Late last night, the Supreme Court issued an order allowing the challengers to continue gathering evidence in cases challenging the Commerce Department’s controversial decision to add a citizenship question to the 2020 census.
The Court’s decision responds to a request from the Department of Justice to freeze three orders issued by a federal trial court judge in Manhattan. The Court declined to block two of those orders. As a result, the challengers will be allowed to question a high-ranking Justice Department official under oath and include what he says as evidence at trial. They’ll also be able to continue collecting documents and other information from the federal government beyond what’s in the administrative record in the case (the set of documents the Commerce Department claims it relied on when it decided to add the citizenship question).

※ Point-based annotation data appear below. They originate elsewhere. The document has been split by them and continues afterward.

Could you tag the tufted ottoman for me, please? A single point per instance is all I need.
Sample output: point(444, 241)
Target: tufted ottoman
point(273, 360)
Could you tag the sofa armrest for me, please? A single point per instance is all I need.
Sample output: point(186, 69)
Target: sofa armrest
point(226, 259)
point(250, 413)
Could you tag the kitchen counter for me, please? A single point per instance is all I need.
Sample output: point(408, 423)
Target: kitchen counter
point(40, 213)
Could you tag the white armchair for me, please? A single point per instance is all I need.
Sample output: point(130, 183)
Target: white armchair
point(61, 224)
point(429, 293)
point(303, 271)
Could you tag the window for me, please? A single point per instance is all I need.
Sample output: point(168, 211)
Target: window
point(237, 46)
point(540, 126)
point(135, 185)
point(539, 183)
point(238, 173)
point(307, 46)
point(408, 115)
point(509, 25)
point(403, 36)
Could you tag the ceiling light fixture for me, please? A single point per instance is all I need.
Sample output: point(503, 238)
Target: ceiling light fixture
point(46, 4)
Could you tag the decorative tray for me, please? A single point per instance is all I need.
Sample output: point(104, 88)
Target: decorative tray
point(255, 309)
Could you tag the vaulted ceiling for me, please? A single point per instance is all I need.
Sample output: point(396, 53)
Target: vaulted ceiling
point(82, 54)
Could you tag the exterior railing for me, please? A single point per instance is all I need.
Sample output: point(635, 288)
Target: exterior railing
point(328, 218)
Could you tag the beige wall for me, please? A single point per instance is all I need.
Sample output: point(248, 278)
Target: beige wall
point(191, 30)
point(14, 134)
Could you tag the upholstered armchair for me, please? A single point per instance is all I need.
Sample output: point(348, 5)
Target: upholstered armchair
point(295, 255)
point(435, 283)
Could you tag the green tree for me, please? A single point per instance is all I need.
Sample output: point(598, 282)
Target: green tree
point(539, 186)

The challengers have already obtained documents that undercut the Commerce Department’s purported reasons for asking for the citizenship question. Commerce claims that it decided to add the question after the Justice Department requested better citizenship data to enforce the Voting Rights Act. But documents that have emerged over the course of the case show that Commerce Secretary Wilbur Ross had been pondering the question almost a year before he received the Justice Department’s December 2017 request. For example, in an email from May 2017, Secretary Ross said that he was “mystified” as to why “nothing [had] been done in response to my months-old request that we include the citizenship question.” Secretary Ross has even revised his official story as the litigation has progressed, further implicating political actors like Steve Bannon and Kris Kobach in his decision.
The Supreme Court’s order won’t stop the challengers from using these documents and others to prove that the Commerce Department’s supposed reasons for adding the citizenship question were just a pretext.
The Supreme Court did temporarily freeze the trial judge’s third order permitting the challengers to question Secretary Ross under oath. But whether the Court will permanently block Ross’s questioning remains an open question.
Ross’s questioning is now on hold until the Justice Department files another petition asking the Supreme Court to block it permanently. The Department has until October 29 to file that petition. If the Court denies the petition, the challengers will then be able to question Secretary Ross. If the Court grants it, the citizenship question cases will still proceed, just without direct testimony from Ross on the thinking that informed his decision. Either way, the cases challenging the citizenship question will continue in the trial courts. Time is of the essence to ensure that the 2020 census stays on track.